Пока мы с Марселем толковали, я разглядывал окружавшую нас толпу – тут были все до одного из оставшихся в живых ларокезцев, включая даже двух младенцев: дочку Мари Лануай, жены молодого мясника, и дочку Аньес Пимон. Мьетта в полном увлечении переходила от одной к другой, а Фальвина, приуставшая от болтовни со всеми городскими кумушками, уже взгромозилась на повозку рядом с Жаке, который изо всех сил сдерживал возбужденно ржавшего Малабара.
По лицам ларокезцев, освещенным ясным полуденным солнцем, я видел, как рады они хоть на несколько минут вырваться из тесных городских стен. Однако я заметил также, что даже в отсутствие Фабрелатра они ни слова не проронили ни о своем добром пастыре, ни о раздаче съестного, ни о поражении Армана. И я начал понимать, что с помощью мелкого коварства, рассчитанной болтливости и взаимных оговоров Фюльберу удалось поселить в них дух подозрительности и неуверенности. Они не решаются даже близко подойти к Жюдит, Марселю и Пимону, ведь церковная власть как бы предала их анафеме. Да и меня самого тоже – словно после холодного прощания Фюльбера общение со мной стало опасным, – меня уже не обступали так, как на эспланаде. И когда через несколько минут я бросил им общее «до свидания» – слово, от которого не случайно воздержался Фюльбер, – они ответили мне взглядами, но издали, не отваживаясь ни подойти, ни что-нибудь сказать. Все ясно – их уже начали снова прибирать к рукам. Они прекрасно понимали, что Фюльбер заставит их дорого заплатить за справедливое распределение продуктов. И, едва успев переварить мой хлеб и мое масло, они уже готовы были чуть ли не укорять меня за них...

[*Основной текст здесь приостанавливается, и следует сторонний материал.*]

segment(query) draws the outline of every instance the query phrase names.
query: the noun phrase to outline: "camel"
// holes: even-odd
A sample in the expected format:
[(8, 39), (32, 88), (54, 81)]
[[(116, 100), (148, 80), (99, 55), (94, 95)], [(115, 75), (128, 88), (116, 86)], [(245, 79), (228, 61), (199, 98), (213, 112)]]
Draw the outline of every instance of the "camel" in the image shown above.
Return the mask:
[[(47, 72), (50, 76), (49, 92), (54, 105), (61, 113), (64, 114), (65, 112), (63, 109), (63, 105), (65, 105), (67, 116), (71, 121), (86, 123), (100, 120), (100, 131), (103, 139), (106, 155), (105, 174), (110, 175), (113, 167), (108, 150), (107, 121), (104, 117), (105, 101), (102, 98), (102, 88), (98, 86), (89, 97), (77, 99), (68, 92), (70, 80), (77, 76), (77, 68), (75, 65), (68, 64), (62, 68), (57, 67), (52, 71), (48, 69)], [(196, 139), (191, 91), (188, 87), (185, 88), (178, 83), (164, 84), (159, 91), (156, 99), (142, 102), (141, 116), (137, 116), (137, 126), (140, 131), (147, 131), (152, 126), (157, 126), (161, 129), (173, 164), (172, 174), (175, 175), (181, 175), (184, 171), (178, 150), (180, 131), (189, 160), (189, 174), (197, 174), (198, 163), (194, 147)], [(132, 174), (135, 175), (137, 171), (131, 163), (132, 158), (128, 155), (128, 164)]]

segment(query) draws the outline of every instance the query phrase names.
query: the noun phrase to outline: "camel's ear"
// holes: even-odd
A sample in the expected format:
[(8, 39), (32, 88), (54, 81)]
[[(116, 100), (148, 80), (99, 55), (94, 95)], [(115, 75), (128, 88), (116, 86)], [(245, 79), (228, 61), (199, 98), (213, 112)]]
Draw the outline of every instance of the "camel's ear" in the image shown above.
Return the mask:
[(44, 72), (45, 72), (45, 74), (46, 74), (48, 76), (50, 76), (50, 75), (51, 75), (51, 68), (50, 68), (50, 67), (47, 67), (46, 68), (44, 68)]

Такое поведение огорчило меня, но я их не винил. Есть в рабстве своя собственная зловещая логика. Я прислушивался к тому, что мне говорил Марсель – Марсель, который остался с ними, чтобы их защищать, и с которым никто в Ла-Роке не решался заговорить, кроме Пимона и Жюдит. Зато Жюдит была просто даром небес! Сгусток мятежа! Наша Жанна д'Арк! – с той лишь разницей, что Жюдит не была девственницей, она сама подчеркнула это обстоятельство «во избежание недоразумений». Должно быть, она заметила, что Марсель приуныл, потому что вдруг очутилась с ним рядом и завладела его предплечьем, которое он отдал ей на растерзание, как мне показалось, с нескрываемым удовольствием и с благодарностью окинул черными глазами могучие формы викинга в юбке.